Thunderbirds has influenced TV, cinema and other media. The BBC sketch comedy Not Only... But Also included a segment called "Superthunderstingcar" – a parody of Thunderbirds, Supercar and Stingray. The puppet comedy of Team America: World Police lampoons the idiosyncrasies of the Thunderbirds marionettes. The series inspired the dialogue animations in the 1997 video game Star Fox 64 and the elaborate Jaeger mecha launch sequences in the 2013 film Pacific Rim. Allusion and homage are also evident in the Wallace & Gromit film A Close Shave, Austin Powers: The Spy Who Shagged Me and Spaced, as well as in the character design of Kiss the Girls and Make them Die (1966) and Star Wars: The Clone Wars.

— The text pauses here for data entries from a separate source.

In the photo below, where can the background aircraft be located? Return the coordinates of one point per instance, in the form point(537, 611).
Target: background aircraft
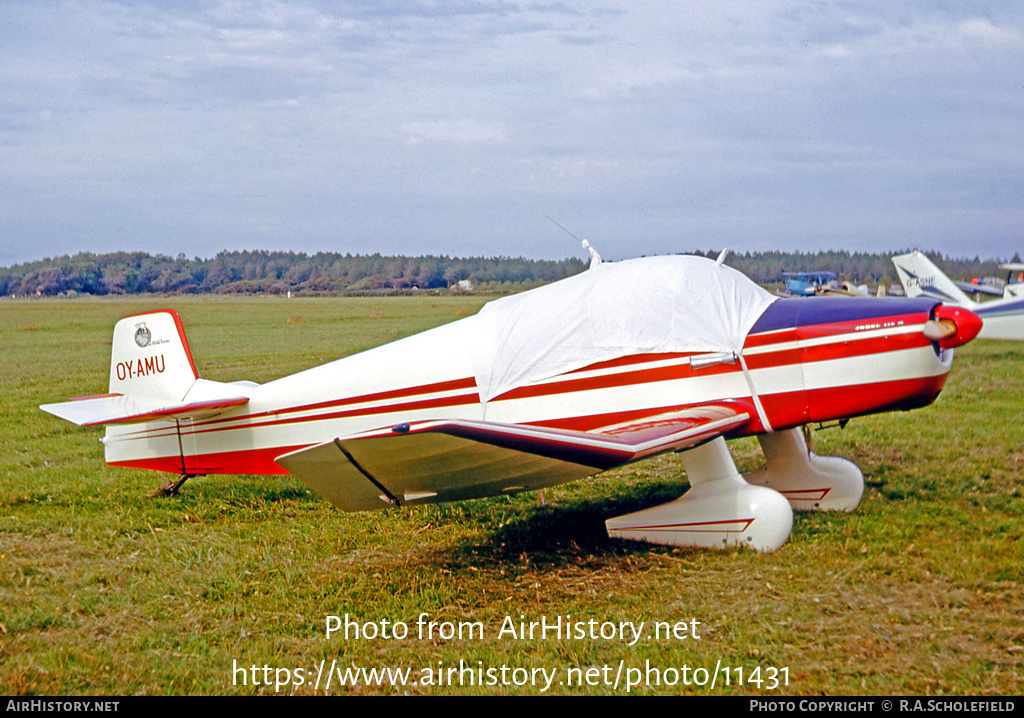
point(623, 362)
point(807, 284)
point(1004, 319)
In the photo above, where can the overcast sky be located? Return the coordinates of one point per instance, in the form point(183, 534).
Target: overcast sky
point(459, 127)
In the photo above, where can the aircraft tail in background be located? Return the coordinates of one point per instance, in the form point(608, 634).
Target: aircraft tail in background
point(921, 278)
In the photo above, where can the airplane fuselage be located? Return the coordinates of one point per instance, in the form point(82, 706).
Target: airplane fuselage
point(805, 362)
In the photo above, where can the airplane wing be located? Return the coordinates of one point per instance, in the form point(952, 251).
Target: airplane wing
point(435, 461)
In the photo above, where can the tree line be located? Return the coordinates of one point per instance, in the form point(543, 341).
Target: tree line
point(328, 272)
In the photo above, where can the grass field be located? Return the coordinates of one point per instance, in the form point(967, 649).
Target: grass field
point(228, 588)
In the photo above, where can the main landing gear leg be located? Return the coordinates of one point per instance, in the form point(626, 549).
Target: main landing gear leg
point(809, 481)
point(171, 489)
point(719, 510)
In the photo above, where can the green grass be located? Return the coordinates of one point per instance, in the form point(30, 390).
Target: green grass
point(103, 591)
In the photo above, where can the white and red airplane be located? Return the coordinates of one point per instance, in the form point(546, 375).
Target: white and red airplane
point(623, 362)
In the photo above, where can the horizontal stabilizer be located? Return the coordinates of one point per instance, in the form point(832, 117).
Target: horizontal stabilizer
point(119, 409)
point(438, 461)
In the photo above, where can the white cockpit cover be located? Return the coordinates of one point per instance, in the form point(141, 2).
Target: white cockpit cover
point(648, 305)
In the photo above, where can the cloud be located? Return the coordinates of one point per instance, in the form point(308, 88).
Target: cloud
point(465, 132)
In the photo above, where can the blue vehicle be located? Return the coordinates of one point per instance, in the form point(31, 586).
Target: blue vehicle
point(807, 284)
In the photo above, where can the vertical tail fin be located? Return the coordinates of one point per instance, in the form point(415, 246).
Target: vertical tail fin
point(153, 377)
point(150, 356)
point(921, 278)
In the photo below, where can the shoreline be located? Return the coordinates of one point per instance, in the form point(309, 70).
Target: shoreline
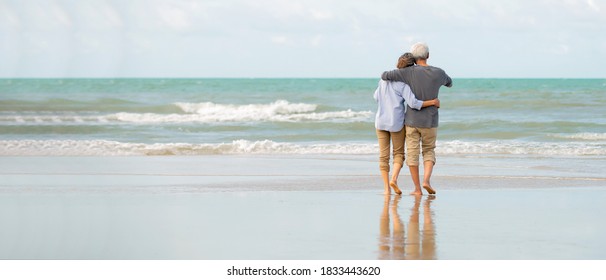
point(182, 208)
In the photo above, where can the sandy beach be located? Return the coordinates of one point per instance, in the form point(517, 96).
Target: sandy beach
point(322, 207)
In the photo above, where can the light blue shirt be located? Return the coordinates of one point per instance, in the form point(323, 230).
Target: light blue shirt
point(390, 97)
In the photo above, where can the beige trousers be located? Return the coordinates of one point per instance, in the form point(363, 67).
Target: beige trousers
point(418, 138)
point(397, 140)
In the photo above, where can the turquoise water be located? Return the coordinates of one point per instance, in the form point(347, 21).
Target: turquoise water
point(536, 117)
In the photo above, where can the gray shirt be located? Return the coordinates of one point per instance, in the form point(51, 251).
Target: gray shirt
point(425, 82)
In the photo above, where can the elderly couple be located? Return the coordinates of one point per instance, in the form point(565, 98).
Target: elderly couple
point(416, 86)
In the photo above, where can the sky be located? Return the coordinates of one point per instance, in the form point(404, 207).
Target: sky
point(300, 38)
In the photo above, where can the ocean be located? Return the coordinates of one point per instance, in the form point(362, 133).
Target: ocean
point(496, 118)
point(276, 169)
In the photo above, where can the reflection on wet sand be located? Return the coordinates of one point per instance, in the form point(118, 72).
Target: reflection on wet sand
point(419, 243)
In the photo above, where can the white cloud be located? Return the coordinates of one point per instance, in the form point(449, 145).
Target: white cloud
point(280, 40)
point(174, 17)
point(323, 34)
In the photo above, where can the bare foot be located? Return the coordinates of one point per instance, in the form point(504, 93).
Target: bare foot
point(417, 192)
point(394, 185)
point(429, 189)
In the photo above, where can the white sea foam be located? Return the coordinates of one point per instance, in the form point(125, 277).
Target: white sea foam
point(206, 112)
point(582, 136)
point(113, 148)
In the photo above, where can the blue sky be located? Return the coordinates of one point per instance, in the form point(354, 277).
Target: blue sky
point(300, 38)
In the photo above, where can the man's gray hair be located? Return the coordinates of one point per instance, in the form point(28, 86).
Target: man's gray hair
point(420, 51)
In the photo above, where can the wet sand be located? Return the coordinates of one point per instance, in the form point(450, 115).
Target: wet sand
point(217, 208)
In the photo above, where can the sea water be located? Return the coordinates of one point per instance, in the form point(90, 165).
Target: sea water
point(503, 119)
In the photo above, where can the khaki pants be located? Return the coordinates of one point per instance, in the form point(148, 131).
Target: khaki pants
point(397, 140)
point(418, 138)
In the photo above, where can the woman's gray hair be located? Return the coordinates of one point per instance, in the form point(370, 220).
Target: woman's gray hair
point(420, 51)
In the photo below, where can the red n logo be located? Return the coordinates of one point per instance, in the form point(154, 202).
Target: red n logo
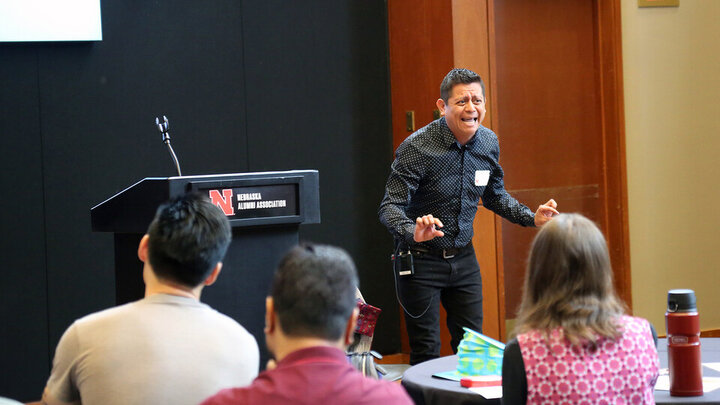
point(223, 201)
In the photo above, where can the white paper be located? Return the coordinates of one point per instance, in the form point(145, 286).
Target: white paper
point(709, 383)
point(482, 177)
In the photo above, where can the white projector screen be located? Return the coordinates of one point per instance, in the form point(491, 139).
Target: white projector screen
point(50, 20)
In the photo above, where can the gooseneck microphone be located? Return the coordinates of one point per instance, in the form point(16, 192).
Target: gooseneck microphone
point(163, 127)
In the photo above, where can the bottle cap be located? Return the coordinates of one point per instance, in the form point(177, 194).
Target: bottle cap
point(681, 300)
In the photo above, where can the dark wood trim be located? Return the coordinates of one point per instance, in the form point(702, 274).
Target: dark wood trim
point(609, 41)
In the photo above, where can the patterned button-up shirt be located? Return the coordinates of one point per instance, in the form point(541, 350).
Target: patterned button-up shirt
point(434, 174)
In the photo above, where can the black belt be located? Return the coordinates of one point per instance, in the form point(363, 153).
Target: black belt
point(444, 253)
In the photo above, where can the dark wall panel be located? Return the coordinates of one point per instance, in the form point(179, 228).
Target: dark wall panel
point(99, 101)
point(247, 86)
point(23, 297)
point(318, 99)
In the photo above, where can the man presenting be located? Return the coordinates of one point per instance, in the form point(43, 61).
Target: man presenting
point(439, 174)
point(167, 348)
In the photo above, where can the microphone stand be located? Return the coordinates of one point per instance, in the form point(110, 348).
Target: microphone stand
point(163, 127)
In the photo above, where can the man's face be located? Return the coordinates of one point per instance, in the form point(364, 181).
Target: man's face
point(464, 110)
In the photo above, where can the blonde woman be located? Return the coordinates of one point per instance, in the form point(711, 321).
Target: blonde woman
point(574, 344)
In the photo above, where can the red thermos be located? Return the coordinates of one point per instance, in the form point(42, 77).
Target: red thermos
point(683, 337)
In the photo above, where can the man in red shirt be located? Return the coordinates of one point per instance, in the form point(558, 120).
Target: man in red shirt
point(310, 319)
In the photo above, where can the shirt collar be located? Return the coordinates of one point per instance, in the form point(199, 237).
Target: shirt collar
point(316, 354)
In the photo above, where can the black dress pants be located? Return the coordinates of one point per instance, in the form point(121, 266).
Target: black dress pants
point(456, 283)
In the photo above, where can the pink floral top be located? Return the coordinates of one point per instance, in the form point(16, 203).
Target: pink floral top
point(617, 372)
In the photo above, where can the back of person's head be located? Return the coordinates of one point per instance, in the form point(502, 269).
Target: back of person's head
point(569, 283)
point(187, 239)
point(313, 291)
point(458, 76)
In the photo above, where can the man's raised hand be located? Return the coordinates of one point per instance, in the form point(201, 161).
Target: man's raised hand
point(426, 228)
point(545, 213)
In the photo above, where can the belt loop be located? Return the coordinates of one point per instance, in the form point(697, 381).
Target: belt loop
point(446, 256)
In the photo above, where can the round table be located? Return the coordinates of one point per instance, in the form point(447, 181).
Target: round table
point(428, 390)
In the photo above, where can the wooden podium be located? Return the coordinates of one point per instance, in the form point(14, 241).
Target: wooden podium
point(265, 211)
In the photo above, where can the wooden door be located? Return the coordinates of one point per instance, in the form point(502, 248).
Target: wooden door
point(554, 90)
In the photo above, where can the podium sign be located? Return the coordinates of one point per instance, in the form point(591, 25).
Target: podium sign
point(265, 211)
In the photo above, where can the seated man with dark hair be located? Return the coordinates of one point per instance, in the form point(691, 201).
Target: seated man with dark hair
point(310, 318)
point(167, 348)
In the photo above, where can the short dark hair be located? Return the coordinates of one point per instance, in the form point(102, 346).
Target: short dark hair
point(187, 239)
point(314, 291)
point(457, 76)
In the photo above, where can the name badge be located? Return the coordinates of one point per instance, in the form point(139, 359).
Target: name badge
point(482, 177)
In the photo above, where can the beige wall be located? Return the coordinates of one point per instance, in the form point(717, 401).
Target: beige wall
point(671, 59)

International Rescue inspired the International Rescue Corps, a volunteer search-and-rescue organisation started by a group of British firemen who contributed to the relief effort following the 1980 Irpinia earthquake. Virgin Group has used the series in the branding of its services: Virgin Atlantic flew a Boeing 747-400 called Lady Penelope, while Virgin Trains operated a fleet of Class 57 rescue locomotives named after the main characters and vehicles.

Cover versions of "The Thunderbirds March" have been released by musicians and bands including Billy Cotton, Joe Loss, Frank Sidebottom, The Rezillos and The Shadows. Songs inspired by the series include Busted's "Thunderbirds / 3AM" (which forms part of the soundtrack of the 2004 film), "International Rescue" by Fuzzbox, "Thunderbirds Are Coming Out" by TISM, and "Thunderbirds – Your Voice" by V6. The music video for the Dire Straits single "Calling Elvis", directed by Gerry Anderson, featured a collection of Thunderbirds-style puppets.

A mime theatre show, Thunderbirds: F.A.B., has toured internationally and popularised a staccato style of movement known as the "Thunderbirds walk". It has periodically been revived as Thunderbirds: F.A.B. – The Next Generation.

During the 1960s, APF produced Thunderbirds-themed TV adverts for Kellogg's breakfast cereal and Lyons Maid ice lollies. The Fab lolly, introduced in 1967, was launched to capitalise on the series' success and originally used FAB 1, Lady Penelope and Parker in its branding. In later decades, Thunderbirds has been used in advertising for Kit Kat, Swinton Insurance, Specsavers, Halifax and the Driver and Vehicle Licensing Agency.

The first annual "International Thunderbirds Day" was celebrated on 30 September 2017, the 52nd anniversary of the series' debut. To mark the event, Vue Cinemas hosted special Thunderbirds screenings in 52 locations around the UK. Additionally, the Emirates Air Line cable car featured "Thunderbirds Are Go" branding and the InterContinental London–The O2 Hotel offered a "Lady Penelope afternoon tea" in September and October.